Home UpLittle Missouri Badlands
The Little Missouri River flows north to join the Missouri proper. This has become bigtime fracking country, but these pictures were taken in the 1990s, when things were still quiet, and where the badlands weren't good for much except grazing and tourists.
We're just east of the badlands here. The country doesn't look especially dry, but the pattern of fallow and stubble is a reminder of the dryfarming technology that helped settle it: rainwater percolates into the fallow earth, where a "dust mulch" is supposed to keep the moisture stored for the next year. A crop can then be grown on two years' worth of moisture.
An antidote to loneliness.
Cultivated land extends to the very break of the plains.

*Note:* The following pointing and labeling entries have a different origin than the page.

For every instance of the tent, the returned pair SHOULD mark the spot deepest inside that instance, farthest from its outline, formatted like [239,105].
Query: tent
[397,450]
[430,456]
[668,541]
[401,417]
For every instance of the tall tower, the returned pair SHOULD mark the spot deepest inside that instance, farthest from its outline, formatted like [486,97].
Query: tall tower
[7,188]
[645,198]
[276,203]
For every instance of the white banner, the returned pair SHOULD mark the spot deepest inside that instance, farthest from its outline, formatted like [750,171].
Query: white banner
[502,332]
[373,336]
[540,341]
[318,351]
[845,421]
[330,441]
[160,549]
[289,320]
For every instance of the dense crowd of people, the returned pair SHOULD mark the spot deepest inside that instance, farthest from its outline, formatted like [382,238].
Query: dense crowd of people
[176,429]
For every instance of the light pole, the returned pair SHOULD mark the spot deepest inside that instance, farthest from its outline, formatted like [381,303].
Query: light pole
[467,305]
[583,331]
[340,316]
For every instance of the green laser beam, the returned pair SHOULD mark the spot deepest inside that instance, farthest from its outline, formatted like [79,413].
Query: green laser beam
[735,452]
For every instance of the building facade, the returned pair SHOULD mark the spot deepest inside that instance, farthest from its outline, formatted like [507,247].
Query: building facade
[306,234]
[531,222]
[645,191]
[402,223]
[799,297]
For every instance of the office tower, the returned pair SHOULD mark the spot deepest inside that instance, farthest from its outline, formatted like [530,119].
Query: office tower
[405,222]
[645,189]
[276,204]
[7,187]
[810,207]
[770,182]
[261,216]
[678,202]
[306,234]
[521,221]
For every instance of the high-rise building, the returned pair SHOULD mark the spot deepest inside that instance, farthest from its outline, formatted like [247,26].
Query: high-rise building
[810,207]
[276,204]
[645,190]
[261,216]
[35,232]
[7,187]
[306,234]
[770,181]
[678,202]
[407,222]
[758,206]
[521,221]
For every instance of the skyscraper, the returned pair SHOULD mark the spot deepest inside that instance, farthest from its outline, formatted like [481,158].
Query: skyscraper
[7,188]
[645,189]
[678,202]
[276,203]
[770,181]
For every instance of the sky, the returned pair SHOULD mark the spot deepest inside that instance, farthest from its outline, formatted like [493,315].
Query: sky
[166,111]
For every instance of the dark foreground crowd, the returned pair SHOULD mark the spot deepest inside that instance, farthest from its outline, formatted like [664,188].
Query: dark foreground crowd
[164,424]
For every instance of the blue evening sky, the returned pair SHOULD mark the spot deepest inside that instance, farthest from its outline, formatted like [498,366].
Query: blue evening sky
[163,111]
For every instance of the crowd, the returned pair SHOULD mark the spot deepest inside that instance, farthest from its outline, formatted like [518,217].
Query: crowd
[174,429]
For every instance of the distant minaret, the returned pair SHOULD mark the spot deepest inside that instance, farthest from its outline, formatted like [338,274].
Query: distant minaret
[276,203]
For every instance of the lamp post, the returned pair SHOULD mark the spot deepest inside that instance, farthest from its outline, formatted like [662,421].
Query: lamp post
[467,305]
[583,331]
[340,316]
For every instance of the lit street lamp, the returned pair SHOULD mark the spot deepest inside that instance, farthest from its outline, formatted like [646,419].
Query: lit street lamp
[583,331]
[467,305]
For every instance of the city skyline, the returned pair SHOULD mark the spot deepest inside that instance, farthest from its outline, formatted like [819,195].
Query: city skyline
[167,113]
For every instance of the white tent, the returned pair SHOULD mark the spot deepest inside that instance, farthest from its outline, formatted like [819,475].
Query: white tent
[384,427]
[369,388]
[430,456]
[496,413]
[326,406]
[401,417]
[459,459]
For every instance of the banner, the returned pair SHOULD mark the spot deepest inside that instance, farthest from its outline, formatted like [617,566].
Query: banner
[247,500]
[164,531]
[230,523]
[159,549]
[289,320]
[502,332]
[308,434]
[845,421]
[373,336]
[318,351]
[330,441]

Sometimes, it's rough pasture that gives way to the even rougher badlands.
Even within the badlands, there are patches of prime ranch country, especially along the river.
At some other spots there's more forest than range.
Soft material carved by erosion in a country so dry that vegetation can't take hold enough to stabilize the surface. That's the definition of badlands. Graze here and the risk of rangeland degradation is high.
The federal government bought a lot of this land back from homesteaders in the 1930s, and this acquired land is now administered by the U.S. Forest Service. It hasn't won a lot of friends among local ranchers, who graze the land under restrictive permits, but the national grasslands have done a lot to improve the health of the range.
Water is as important here as fencing and grass seeding, because cattle congregate at water points, natural or artificial. A lot of money has been spent developing water points and then limiting grazing around each, mostly by fencing.
Like most of the Great Plains, these badlands don't see a lot of visitors. Maybe it's just as well, because most of the people out here like it empty.